Belaili suspendu, Beaumelle lui fait une promesse
Le coup de tonnerre a secoué tout le football africain. Youcef Belaili, l’enfant terrible du football algérien, a été suspendu un an par la FIFA pour une affaire de falsification de documents datant de son passage à Ajaccio. Une sanction terrible, qui vient s’ajouter à une longue liste de dérapages et qui plonge le joueur de 33 ans dans une nouvelle période de doutes et d’incertitude. Alors que beaucoup le disent fini, usé par les polémiques, un homme a décidé de ne pas le lâcher.
« Je serai toujours là pour aider Belaili »
Cet homme, c’est son entraîneur à l’Espérance de Tunis, Patrice Beaumelle. Dans un entretien accordé à Goal France, le technicien français a adressé un message de soutien d’une rare force à son joueur. « Je serai toujours là, en tant qu’entraîneur et proche de lui, pour l’aider à être dans les meilleures dispositions possibles sur le terrain », a-t-il promis. Une main tendue, un acte de foi envers un joueur qu’il considère comme son « facteur X », un « joueur de génie, imprévisible ».
Cette déclaration n’est pas anodine. Elle témoigne de l’attachement profond qui lie les deux hommes. « On ne s’est vraiment jamais quittés », a confié Beaumelle, qui est en contact régulier avec le joueur et son père. Il sait que derrière le personnage sulfureux se cache un talent brut, un joueur capable de faire basculer un match sur une inspiration. Un joueur dont son équipe, qui s’apprête à disputer un quart de finale de Ligue des champions africaine, a « besoin ».

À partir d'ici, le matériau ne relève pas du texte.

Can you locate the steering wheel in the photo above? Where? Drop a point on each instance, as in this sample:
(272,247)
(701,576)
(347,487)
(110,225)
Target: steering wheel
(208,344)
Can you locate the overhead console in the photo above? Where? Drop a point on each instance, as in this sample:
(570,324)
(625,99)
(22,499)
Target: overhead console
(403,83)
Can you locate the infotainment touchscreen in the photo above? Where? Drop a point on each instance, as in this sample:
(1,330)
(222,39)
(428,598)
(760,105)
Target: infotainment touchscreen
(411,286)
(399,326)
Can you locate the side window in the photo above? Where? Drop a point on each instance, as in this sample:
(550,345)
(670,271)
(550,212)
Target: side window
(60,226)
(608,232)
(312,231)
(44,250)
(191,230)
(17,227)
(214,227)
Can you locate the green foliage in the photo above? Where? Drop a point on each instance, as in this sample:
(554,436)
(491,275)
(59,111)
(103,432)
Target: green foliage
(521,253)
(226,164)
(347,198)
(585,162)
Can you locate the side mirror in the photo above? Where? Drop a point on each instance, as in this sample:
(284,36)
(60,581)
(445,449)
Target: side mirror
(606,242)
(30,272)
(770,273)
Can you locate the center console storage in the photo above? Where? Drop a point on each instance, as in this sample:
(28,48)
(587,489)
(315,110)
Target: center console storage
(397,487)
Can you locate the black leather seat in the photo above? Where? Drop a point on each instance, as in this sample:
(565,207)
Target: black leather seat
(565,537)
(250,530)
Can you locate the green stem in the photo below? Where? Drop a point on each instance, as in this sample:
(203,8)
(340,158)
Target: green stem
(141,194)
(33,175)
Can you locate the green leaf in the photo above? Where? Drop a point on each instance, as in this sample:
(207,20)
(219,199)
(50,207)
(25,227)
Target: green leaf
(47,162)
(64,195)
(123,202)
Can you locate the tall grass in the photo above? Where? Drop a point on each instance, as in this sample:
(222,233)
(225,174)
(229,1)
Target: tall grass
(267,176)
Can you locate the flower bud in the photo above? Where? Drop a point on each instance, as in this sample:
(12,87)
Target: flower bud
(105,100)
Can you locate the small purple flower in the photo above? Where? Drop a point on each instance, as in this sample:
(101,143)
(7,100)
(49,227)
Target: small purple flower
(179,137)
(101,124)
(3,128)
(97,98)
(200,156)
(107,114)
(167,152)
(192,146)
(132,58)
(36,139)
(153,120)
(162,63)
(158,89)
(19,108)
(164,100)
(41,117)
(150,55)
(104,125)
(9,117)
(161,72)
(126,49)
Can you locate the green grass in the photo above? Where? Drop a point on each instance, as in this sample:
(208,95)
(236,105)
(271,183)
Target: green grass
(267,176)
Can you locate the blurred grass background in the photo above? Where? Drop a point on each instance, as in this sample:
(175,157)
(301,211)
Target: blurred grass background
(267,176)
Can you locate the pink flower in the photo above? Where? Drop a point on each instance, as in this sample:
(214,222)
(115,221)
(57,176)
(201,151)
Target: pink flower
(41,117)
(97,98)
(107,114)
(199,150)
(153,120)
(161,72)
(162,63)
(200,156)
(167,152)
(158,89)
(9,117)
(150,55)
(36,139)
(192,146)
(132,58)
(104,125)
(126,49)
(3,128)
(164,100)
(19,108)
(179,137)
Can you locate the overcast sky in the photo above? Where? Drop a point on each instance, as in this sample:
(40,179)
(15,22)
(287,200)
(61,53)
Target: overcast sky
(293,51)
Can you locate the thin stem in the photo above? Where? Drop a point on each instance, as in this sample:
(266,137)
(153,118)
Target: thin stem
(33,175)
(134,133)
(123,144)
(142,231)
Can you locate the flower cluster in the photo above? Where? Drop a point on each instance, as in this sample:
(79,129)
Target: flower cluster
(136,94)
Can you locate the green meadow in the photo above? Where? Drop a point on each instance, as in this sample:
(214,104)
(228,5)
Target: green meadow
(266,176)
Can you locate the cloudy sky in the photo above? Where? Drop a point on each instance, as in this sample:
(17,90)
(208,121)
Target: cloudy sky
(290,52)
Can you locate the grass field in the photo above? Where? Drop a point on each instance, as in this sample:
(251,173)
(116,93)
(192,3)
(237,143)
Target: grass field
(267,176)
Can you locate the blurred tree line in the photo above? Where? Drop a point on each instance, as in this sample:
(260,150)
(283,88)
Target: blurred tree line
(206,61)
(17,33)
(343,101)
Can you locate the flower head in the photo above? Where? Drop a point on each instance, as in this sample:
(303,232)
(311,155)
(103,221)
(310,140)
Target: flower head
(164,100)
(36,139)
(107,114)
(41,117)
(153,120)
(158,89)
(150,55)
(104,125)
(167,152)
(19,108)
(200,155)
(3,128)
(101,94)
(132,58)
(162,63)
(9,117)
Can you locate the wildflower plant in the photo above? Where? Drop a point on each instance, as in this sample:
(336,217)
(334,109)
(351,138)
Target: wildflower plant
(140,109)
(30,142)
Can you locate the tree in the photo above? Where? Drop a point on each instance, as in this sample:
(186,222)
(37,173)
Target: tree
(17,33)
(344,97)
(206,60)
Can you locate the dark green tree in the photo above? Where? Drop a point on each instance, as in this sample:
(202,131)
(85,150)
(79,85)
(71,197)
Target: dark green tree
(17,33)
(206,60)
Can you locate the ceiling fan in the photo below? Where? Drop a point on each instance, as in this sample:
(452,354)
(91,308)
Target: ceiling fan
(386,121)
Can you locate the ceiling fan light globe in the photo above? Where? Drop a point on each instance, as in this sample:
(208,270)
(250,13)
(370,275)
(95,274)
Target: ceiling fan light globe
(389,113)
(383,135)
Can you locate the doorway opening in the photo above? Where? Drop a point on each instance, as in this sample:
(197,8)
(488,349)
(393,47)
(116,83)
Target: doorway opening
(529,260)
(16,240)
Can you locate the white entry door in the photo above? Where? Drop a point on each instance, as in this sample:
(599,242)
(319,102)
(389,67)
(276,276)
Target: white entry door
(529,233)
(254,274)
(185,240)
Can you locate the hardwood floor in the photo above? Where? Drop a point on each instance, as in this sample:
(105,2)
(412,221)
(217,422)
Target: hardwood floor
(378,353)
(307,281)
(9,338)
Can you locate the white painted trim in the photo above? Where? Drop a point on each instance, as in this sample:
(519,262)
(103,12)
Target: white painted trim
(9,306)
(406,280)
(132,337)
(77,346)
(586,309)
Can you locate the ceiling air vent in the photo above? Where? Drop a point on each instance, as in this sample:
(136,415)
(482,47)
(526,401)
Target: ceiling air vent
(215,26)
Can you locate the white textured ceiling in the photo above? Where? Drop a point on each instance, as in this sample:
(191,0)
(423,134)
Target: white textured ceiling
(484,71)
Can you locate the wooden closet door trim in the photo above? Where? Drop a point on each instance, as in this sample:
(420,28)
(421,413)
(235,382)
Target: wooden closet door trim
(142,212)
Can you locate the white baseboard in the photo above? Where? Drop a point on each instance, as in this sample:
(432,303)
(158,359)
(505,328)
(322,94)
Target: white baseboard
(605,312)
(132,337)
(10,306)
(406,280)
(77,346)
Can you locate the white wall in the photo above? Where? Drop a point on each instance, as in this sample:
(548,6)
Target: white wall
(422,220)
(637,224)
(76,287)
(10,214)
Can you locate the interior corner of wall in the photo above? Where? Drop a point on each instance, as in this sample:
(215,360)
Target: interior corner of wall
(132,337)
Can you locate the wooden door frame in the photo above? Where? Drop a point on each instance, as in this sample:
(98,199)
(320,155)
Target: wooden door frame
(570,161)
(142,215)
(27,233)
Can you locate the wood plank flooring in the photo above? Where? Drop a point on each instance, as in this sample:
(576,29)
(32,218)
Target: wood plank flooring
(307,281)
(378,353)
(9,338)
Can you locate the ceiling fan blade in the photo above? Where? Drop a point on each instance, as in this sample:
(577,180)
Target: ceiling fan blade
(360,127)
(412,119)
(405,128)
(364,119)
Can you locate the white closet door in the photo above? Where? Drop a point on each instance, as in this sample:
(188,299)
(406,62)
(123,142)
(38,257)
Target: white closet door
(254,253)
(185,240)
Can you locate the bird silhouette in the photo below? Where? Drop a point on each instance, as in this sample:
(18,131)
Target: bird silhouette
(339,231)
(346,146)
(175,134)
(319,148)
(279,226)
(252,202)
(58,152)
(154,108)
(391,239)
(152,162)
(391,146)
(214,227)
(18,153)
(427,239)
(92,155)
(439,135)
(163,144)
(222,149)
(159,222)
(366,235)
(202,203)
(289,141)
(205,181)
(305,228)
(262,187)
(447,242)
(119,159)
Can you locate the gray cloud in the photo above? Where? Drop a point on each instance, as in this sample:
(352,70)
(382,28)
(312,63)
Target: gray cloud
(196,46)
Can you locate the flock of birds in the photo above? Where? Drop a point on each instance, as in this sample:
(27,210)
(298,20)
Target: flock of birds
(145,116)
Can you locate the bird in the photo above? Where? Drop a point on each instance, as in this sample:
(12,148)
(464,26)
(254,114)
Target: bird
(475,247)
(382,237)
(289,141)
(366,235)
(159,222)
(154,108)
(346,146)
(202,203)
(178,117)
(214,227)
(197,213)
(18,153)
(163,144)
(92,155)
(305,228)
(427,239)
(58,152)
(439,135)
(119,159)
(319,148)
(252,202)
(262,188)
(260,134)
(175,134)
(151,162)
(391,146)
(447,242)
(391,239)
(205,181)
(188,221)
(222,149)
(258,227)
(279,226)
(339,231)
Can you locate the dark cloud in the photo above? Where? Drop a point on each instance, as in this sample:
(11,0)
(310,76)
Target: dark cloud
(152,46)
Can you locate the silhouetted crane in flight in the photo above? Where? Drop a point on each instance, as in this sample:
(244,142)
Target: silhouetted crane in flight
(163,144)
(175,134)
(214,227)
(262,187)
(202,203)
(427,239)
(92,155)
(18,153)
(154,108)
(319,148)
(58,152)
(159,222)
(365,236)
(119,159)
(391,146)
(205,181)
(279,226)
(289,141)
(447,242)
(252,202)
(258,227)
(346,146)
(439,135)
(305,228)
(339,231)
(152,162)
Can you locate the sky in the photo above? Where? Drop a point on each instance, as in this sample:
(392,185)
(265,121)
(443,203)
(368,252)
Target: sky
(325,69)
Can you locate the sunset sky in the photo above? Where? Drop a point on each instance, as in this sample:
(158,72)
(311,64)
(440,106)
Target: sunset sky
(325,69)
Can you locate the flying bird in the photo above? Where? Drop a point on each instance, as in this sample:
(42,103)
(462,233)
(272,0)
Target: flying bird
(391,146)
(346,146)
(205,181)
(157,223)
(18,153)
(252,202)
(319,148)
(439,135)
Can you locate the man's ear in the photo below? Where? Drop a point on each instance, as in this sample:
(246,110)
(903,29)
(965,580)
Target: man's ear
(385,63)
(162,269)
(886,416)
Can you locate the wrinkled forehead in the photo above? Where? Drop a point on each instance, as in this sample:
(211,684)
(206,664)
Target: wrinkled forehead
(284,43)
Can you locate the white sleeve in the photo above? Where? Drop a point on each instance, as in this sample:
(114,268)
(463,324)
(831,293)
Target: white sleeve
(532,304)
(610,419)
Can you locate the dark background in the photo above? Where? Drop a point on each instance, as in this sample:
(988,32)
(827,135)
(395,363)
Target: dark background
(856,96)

Un soutien au milieu du chaos
Ce soutien public est d’autant plus important que Belaili traverse une période compliquée, entre cette suspension et une blessure au genou qui le tient éloigné des terrains. Alors qu’il est en pleine rééducation, son coach a décidé de le « laisser tranquille », de lui permettre de se soigner en famille, loin de la pression. Une gestion humaine qui en dit long sur la volonté de Beaumelle de ne pas accabler un joueur déjà à terre.
L’avenir de Youcef Belaili est en suspens, suspendu à une éventuelle réduction de sa peine en appel. Mais une chose est sûre : il ne sera pas seul dans cette épreuve. La promesse de son entraîneur est un gage de confiance, un espoir auquel se raccrocher. C’est peut-être ce dont il avait le plus besoin pour trouver la force de rebondir, une fois de plus.